The stretchers were lifted again for the easy remainder of the way.
Already many voices had arisen. Down on the beach, on the narrow ledges,
there was a dangerous crowding and jostling, made still worse by the many
sailors who, on various pretexts, had got shore-leave. Embarcation was
already in full swing, a hundred times entangled confusion, and wild
yelling. Gabriel was besieged on all sides with demands, requests,
questions, petitions. The people, for no reason, had made of him the
secret worker of this miracle by which they were saved. And now, as
the kinsman of mighty France, the man sent by God, it would still be
his business to go on helping his fellow-countrymen in their exile far
from Musa Dagh. His former enemies on the Council, Thomas Kebussyan,
and his lady, with the quick mouse-eyes, most urgent of all, could
not now show him enough obsequious cringing. He had to fight his way
on through a flood of excited demands for protection. So that when, at
last, he came to the landing stage, the boat with Aram and Iskuhi had
put off, ahead of all the others, by order of the officer in charge of
sick-transport. Juliette, too, had long been taken on board the Jeanne
d'Arc in the admiral's motorboat. The sunlight glared off the sea in
unbearably dazzling splintered rays.
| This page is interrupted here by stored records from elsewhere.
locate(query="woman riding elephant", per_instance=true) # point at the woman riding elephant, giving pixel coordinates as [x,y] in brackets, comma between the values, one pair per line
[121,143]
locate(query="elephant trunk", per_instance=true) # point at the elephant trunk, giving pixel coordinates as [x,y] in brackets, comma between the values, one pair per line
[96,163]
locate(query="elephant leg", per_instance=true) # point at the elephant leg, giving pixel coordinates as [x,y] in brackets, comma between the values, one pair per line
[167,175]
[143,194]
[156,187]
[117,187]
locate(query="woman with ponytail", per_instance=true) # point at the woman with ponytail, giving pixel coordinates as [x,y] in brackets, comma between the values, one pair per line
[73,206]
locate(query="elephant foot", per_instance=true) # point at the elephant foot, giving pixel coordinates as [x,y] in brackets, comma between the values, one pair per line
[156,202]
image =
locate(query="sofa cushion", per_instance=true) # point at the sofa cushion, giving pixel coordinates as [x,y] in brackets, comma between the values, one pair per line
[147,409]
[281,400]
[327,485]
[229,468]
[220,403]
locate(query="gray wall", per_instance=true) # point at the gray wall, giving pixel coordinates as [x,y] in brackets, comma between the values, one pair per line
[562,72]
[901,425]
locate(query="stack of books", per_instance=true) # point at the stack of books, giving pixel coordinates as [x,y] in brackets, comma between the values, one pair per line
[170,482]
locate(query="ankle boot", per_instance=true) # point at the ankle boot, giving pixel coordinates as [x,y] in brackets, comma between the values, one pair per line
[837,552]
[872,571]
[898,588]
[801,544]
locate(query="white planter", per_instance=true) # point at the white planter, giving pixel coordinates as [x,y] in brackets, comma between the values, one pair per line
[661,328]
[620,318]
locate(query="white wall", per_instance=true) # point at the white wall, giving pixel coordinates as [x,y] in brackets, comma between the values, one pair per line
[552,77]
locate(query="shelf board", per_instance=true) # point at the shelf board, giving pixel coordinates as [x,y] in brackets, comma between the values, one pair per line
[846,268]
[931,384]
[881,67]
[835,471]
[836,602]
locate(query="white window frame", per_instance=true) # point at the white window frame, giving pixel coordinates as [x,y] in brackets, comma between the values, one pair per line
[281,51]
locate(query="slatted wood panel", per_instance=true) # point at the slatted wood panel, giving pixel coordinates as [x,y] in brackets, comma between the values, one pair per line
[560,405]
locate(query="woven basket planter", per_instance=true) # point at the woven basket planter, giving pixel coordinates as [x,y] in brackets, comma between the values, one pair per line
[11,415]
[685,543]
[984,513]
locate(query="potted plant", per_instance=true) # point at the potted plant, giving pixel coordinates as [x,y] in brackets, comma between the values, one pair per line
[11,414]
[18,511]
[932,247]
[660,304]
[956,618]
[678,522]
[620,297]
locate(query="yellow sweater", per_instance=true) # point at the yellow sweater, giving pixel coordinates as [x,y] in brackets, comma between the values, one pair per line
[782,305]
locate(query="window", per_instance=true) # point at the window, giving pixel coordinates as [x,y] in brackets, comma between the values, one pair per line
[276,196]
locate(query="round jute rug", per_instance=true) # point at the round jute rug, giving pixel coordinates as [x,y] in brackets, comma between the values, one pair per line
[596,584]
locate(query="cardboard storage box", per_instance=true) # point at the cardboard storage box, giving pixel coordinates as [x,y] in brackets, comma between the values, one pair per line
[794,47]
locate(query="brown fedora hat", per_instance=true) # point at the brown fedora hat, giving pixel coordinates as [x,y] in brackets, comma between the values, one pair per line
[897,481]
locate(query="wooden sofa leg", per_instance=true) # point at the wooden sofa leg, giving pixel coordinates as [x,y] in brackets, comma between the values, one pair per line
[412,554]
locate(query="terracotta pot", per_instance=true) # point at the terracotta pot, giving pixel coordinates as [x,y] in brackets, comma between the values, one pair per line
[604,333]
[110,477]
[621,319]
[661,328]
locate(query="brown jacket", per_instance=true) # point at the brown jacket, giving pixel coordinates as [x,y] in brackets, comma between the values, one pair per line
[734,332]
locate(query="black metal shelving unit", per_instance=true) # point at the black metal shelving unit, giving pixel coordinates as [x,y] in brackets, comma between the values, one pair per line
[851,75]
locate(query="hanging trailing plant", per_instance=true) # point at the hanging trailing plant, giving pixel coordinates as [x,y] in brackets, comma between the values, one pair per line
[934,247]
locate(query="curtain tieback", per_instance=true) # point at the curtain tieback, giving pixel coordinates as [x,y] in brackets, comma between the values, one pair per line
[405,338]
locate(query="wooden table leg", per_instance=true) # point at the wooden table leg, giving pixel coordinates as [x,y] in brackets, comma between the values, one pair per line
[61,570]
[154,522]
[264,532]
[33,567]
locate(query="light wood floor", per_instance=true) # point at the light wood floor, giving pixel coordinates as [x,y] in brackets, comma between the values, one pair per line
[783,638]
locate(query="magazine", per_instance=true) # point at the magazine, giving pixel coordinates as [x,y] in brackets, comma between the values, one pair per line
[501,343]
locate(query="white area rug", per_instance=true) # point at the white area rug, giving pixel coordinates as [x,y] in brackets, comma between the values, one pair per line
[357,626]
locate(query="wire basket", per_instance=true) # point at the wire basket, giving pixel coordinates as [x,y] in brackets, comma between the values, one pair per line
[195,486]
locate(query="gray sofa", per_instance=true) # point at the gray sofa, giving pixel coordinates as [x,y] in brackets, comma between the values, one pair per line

Many boats were on their way to
the ships, others were moving along the coast. Iskuhi lay hidden in
hers. Gabriel could make out only the rigid shape of Hovsannah, clutching
to her breast her miserable bundle, the quiet first-born of Musa Dagh.

 

 

 

 

The embarcation proceeded slowly. There were many difficulties to surmount.
Though a good half of the villagers might easily have been taken abroad
the troopship, the doctors unanimously opposed this easy solution of
the room problem. It would be far too risky to herd together hundreds
of people in close proximity to their sick. It must, on the contrary,
be so managed, that only these sick, the enfeebled, the doubtful cases,
the waifs and strays, were shipped on the transport steamer. They must be
kept well apart from the crews and from healthy Armenians. The wretched
troopship, therefore, in contrast to the warships -- even more to the
splendid Jeanne d'Arc -- was a Gehenna, an abode of woe, of destitute
flotsam and jetsam. A special medical commission, composed of doctors
and naval officers, examined every single Armenian for lice and disease
before he was classified. Its methods were very severe. Anyone in the
least doubtful was banished at once to the transport. Ter Haigasun
was the only one of the former leaders on Musa Dagh with a seat on this
classification board. Bedros Altouni's strength had ebbed precariously in
the course of the day. The head-surgeon had long since shipped him on the
Guichen. The mukhtars, too, seemed to regard their term of office as at an
end. They had retired into private life, as the fathers of families. Nor
did the teachers, or any of the subordinate village priests, consider
this a concern of theirs. They had ceased to worry.